Vera Stroebele a été malade lors du week-end de Pâques, à l’occasion du mariage de sa belle-sœur, puis durant le mois suivant. On la croyait allergique aux produits laitiers.

Au début de juin, son mari l’a retrouvée inconsciente dans la salle de bain. Elle a été transportée à l’hôpital BMP, où on a diagnostiqué une pancréatite. Elle a été hospitalisée pendant huit jours.

Une semaine après son retour à la maison, elle a été victime d’une deuxième pancréatite et été hospitalisée pendant 18 jours. Elle a ensuite séjourné au CHUS pendant neuf autres jours.

«Ma deuxième pancréatite a affecté mon foie, mon estomac, mes intestins. Ça aurait pu être mortel si je n’avais pas été transportée d’urgence à BMP», ajoute-t-elle.

Vera Stroebele a suivi une diète liquide et perdu 70 livres en cinq mois. Elle est en attente d’une chirurgie depuis le 20 juin et a bon espoir de pouvoir passer sous le bistouri dans les prochains mois.

«Mon médecin m’a dit que si je travaillais plus de cinq heures par jour, j’étais faite. Le problème, c’est que j’ai beaucoup d’ouvrage – environ 70 polissages et réparations par semaine – et que ma belle-sœur, qui travaille également à la boutique de Bedford, nous quitte à son tour pour un congé de maternité», poursuit-elle.

Une décision difficile

À bout de ressources, Vera Stroebele a dû se résoudre à fermer la bijouterie de Bedford. Elle profitera des prochaines semaines pour liquider son stock avant de prendre un peu de repos. Elle devra également prévoir deux ou trois de convalescence, après la chirurgie.

«Si tout va bien, je devrais pouvoir me remettre à la création de bijoux au printemps 2013, tout en continuant à faire des réparations. Je poursuivrai mon travail au 191 de la rue Allen, à Philipsburg, juste en face du Manoir. Le garage de notre nouvelle maison sera converti en atelier-boutique. J’aurai également un coffre-fort sur place», précise-t-elle.
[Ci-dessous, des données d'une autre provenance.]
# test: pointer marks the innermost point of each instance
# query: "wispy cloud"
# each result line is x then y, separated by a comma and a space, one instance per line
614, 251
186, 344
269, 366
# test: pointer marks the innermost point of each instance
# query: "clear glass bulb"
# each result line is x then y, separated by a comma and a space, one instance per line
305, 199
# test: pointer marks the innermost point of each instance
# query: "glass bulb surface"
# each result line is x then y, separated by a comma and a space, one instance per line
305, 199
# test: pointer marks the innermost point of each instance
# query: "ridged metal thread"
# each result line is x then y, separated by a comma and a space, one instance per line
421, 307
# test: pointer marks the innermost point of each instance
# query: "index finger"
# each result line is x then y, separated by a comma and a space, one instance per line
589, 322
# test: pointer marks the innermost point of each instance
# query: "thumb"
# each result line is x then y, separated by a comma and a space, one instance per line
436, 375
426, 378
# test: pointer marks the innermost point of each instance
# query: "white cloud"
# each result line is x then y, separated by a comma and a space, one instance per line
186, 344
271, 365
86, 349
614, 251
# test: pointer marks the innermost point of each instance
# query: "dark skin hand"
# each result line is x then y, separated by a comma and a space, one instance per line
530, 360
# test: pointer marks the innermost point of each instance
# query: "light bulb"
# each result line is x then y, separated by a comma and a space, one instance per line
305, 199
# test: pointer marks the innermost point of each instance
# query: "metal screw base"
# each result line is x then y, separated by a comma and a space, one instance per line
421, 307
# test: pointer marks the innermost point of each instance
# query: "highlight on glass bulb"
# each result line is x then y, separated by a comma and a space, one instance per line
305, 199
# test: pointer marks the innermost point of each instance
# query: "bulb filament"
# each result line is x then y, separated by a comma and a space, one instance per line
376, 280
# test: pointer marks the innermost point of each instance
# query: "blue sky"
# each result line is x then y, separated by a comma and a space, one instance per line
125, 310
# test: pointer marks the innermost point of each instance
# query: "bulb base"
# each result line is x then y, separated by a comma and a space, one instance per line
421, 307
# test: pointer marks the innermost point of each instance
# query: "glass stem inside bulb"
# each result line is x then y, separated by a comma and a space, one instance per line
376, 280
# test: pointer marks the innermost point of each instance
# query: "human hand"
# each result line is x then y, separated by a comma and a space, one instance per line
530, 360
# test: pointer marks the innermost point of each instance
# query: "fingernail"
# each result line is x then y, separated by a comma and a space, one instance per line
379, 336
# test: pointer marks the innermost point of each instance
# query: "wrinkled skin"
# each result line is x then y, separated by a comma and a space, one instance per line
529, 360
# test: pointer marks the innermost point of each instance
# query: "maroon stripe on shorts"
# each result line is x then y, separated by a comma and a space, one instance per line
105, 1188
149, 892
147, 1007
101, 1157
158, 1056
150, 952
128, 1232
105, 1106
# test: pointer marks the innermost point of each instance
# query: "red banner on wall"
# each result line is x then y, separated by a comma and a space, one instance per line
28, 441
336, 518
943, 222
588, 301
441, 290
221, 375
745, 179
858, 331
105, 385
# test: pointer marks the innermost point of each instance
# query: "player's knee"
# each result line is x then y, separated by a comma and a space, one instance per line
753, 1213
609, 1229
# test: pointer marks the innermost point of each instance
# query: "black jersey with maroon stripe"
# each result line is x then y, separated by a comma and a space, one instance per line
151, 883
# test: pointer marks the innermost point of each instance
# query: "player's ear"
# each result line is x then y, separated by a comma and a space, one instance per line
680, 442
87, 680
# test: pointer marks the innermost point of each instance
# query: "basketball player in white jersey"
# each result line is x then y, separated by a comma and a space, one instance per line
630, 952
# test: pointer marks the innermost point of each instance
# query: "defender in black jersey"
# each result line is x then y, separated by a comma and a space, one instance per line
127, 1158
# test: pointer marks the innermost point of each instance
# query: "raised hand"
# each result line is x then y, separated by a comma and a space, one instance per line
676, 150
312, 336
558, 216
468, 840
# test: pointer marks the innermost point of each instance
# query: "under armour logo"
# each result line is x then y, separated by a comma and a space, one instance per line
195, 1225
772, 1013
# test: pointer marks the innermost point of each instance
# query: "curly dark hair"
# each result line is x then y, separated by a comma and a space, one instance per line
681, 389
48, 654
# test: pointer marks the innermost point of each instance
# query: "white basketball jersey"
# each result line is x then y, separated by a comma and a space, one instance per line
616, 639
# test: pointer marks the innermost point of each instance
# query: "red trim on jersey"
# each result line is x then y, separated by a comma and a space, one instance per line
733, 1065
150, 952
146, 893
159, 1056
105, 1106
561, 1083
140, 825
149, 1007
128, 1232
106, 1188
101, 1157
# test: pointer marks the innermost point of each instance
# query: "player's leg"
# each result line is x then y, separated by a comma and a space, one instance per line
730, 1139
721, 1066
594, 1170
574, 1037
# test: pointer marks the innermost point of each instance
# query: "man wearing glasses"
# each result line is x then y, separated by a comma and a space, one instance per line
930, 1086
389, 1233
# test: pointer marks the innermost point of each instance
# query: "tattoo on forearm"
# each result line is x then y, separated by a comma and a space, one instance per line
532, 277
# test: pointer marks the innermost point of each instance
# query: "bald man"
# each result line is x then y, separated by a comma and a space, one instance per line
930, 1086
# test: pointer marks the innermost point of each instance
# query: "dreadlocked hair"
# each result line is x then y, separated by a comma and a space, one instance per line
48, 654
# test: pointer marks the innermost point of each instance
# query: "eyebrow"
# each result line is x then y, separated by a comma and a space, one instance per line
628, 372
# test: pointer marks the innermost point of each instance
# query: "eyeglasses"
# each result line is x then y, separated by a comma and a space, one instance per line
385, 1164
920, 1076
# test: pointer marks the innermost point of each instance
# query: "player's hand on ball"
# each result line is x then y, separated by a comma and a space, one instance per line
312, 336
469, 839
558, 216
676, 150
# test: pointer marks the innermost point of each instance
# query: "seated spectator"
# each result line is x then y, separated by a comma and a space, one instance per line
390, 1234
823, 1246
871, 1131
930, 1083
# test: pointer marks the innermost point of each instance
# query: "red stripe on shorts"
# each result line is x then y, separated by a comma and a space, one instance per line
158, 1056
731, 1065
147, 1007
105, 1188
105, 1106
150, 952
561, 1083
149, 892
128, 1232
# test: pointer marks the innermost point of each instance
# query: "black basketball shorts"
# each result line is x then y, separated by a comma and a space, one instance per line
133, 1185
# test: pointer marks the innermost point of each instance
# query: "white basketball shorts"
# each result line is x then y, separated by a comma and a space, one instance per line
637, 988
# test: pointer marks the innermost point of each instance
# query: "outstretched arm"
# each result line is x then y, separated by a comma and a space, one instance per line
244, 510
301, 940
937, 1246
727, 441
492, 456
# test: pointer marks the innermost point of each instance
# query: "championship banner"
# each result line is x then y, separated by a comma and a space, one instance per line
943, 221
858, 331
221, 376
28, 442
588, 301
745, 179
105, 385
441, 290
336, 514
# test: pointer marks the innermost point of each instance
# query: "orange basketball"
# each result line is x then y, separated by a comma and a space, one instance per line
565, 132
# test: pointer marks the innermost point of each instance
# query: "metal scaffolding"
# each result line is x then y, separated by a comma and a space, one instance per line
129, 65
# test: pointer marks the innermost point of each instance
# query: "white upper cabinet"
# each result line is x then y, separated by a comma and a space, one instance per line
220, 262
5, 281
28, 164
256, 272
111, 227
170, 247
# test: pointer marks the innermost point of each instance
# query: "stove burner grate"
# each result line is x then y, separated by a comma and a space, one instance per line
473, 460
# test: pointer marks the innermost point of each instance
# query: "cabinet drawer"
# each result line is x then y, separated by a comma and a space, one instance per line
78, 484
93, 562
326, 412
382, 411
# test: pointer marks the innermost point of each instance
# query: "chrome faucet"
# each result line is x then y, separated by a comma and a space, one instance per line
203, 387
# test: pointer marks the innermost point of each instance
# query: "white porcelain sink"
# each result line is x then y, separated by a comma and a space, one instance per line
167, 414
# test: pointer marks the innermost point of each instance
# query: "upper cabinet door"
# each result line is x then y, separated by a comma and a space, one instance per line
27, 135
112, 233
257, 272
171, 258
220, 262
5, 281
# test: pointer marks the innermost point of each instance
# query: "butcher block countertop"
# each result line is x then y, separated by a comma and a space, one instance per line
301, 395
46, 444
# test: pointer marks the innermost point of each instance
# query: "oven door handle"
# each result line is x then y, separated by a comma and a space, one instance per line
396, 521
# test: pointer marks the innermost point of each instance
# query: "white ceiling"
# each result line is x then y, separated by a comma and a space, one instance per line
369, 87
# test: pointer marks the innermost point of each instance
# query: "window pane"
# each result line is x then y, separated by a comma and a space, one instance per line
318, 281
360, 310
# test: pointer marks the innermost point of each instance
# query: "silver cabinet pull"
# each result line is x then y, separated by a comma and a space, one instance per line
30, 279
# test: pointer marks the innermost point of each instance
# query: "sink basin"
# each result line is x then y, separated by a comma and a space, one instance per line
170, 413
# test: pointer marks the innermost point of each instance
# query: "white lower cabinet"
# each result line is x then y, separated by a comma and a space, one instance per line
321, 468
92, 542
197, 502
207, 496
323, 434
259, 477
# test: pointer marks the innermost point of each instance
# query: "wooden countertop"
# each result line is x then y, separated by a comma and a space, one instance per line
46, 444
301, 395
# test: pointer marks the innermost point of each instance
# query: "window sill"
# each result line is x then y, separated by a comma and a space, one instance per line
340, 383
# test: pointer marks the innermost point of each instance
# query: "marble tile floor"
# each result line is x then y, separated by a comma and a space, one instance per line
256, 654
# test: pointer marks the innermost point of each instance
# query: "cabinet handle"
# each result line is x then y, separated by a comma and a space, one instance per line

Mme Stroebele entend se départir du local commercial abritant la bijouterie de Bedford tout en conservant le nom de l’entreprise. Marie Bertrand, une fleuriste de cette localité, a par ailleurs accepté de prendre ses créations en consignation. La jeune femme bénéficiera ainsi d’une belle visibilité sur la rue Principale.

«J’aimerais également organiser des soirées bijoux, à la façon des soirées Tupperware. C’est une idée à moi, je ne connais encore personne qui fait ça», affirme la bijoutière dans la jeune trentaine, qui n’a rien perdu de son enthousiasme, malgré ses ennuis de santé.